K.K.L. : Pour les experts, l’électrique est l’avenir de la motorisation. En Côte d’Ivoire, certaines personnes ont, déjà, des véhicules Tesla et l’entreprise Auto 24 est l’une des premières à se positionner sur ce marché, dans le pays. Votre point de vue ?
Pr Allialy : Je suis favorable aux projets de recherche portant sur les énergies renouvelables. Le laboratoire, auquel j’appartiens, est dénommé Géologie, Ressources Minérales et Energétiques GRME/UFR-STRM de l’Université Félix Houphouët-Boigny. Au vu de ce que nous constatons dans nos travaux, nous pensons qu’il est souhaitable de diversifier les sources d’énergies, afin d’éviter une dépendance de l’extérieur. Je milite pour l’autosuffisance Energétique de notre pays. Nous avons les moyens pour acquérir des transferts de technologies dans ce domaine.

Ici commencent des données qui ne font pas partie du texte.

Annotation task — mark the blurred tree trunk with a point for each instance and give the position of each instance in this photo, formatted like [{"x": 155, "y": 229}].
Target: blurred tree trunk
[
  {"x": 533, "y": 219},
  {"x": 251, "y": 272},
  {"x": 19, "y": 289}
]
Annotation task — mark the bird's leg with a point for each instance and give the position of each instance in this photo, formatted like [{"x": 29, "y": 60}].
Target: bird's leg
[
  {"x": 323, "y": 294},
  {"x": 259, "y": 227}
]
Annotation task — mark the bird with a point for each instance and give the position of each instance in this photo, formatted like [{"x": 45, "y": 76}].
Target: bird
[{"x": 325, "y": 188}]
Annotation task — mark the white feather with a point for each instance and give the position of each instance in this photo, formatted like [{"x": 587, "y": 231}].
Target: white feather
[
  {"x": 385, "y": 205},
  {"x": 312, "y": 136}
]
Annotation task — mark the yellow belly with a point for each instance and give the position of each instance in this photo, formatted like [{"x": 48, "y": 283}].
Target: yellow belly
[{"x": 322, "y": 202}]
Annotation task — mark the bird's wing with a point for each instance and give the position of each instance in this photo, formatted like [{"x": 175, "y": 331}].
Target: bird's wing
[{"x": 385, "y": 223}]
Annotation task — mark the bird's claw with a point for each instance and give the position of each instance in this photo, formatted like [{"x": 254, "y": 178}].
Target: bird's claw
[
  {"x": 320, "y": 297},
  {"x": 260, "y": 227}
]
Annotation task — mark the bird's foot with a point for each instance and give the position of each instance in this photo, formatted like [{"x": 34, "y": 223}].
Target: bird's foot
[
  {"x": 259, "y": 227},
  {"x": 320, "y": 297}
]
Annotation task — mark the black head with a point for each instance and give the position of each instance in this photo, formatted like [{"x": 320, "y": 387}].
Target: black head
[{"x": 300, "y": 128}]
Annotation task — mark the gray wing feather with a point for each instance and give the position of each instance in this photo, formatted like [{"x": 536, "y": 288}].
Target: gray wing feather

K.K.L. : La Côte d’Ivoire est en chantier. Les infrastructures se multiplient et poussent comme des champignons. Cependant, les accidents et incidents sur les constructions à usage d’habitation et autres, les inondations lors de fortes pluies, etc. continuent de survenir. Pourquoi à votre avis, Pr Allialy ? Quelles pourraient être les solutions ?
Pr Allialy : A mon sens,le problème est de deux ordres. Il est dû au non-respect des lois de la nature, mais aussi au changement climatique. Aujourd’hui, et plus que jamais, il est impératif de faire appel aux experts du domaine pour proposer des solutions dans le cadre du développement durable.
Du 30 novembre au 12 décembre 2023, Dubaï a accueilli la COP 28. Lors de cette 28ème Conférence Internationale des Nations Unis sur le Changement Climatique, L’OPEP (Organisation des Pays Exportateurs de Pétrole) a posé son véto à toute sortie des énergies fossiles. Les pays et Unions, impliqués dans les négociations, doivent « traiter la réduction des émissions de gaz à effet de serre (…), accélérer le développement de toutes les technologies bas-carbone, mais aussi prendre en compte nos perspectives et nos inquiétudes (…) Nous devons trouver un consensus et un terrain d’entente sur les énergies fossiles, y compris le charbon. » A martelé le président Emirati de ces discussions, Sultan Al Jaber. Les pays émergents et en développement exigent, eux, de l’aide pour installer l’énergie solaire et/ou les éoliennes nécessaires pour leur adaptation aux ravages du changement climatique.